Bitcoin’s latest government clash escalated this week when the first block signal support for a temporary soft fork designed to limit arbitrary, non-monetary data in the blockchain’s transactions was produced by mining pool Ocean.
The proposal, formally assigned to BIP-110 after evolving from earlier drafts, aims to reinstate strict limits on transaction output sizes and arbitrary data fields for about a year. The idea is to limit what advocates see as “spam” use of block space for non-financial data. They argue that uncontrolled data, including large inscriptions and so-called OP_RETURN payloads, threatens the native blockchain’s role as sound monetary infrastructure and burdens node operators.
Society remains deeply divided. Prominent critics, including Blockstream CEO Adam Back, have warned that intervention at the consensus level could damage Bitcoin’s credibility and lead to preferential treatment of some transactions in violation of the principle of neutral transaction capacity. He also questioned the level of support for the proposal, which he said increased the risk of the blockchain splitting.
Adding fuel to the debate, a developer recently committed a 66KB image in a single transaction to Bitcoin, an apparent pushback against BIP-110’s core requirements and a demonstration of how large amounts of data can be encoded even without relying on OP_RETURN.

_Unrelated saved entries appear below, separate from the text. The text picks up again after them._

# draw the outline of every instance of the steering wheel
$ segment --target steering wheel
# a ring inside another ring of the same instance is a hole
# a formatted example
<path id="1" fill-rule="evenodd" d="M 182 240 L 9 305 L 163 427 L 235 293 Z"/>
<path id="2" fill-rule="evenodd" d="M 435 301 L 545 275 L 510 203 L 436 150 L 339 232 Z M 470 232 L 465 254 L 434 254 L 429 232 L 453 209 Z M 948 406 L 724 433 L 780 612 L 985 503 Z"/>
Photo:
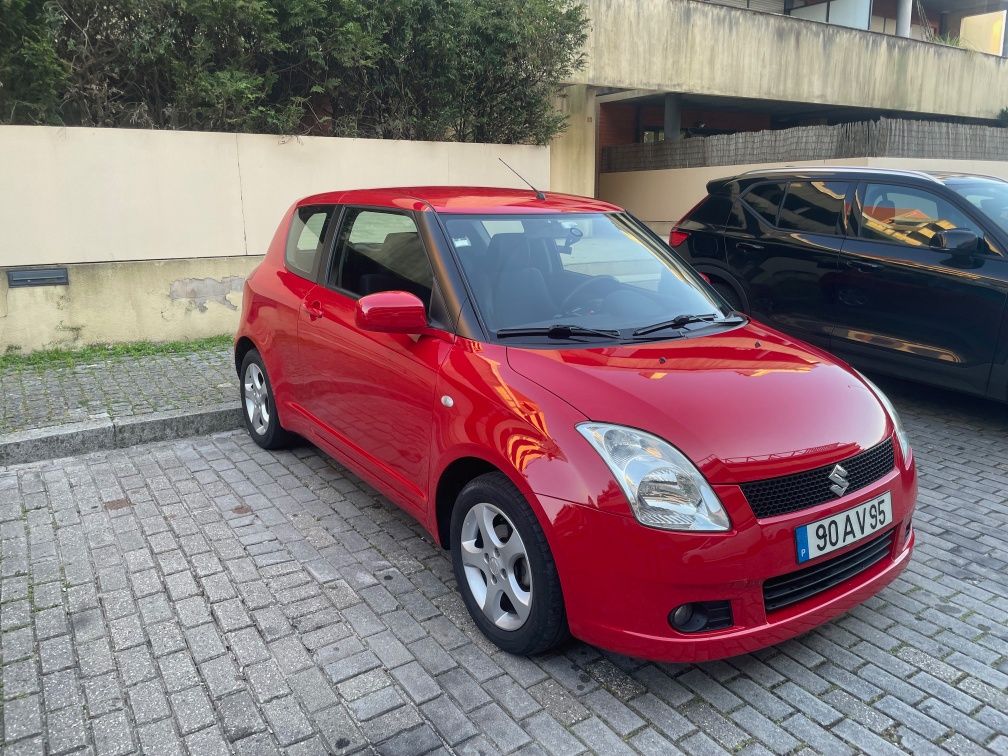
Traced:
<path id="1" fill-rule="evenodd" d="M 577 302 L 580 297 L 584 296 L 586 292 L 599 289 L 599 293 L 596 296 L 600 296 L 602 294 L 602 289 L 614 289 L 617 286 L 619 286 L 619 281 L 612 276 L 592 276 L 584 283 L 580 283 L 575 286 L 574 291 L 563 298 L 563 301 L 560 303 L 560 312 L 570 312 L 573 304 Z"/>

OP_RETURN and similar approaches are script instructions used to mark a transaction output as invalid for consumption, effectively allowing users to reuse that space to permanently embed arbitrary data – such as text or images – directly into the blockchain
As the controversy unfolds, it underscores ongoing philosophical tensions within Bitcoin. Should networks aggressively defend a narrowly defined monetary purpose or maintain maximal neutrality against arbitrary use of its base layer?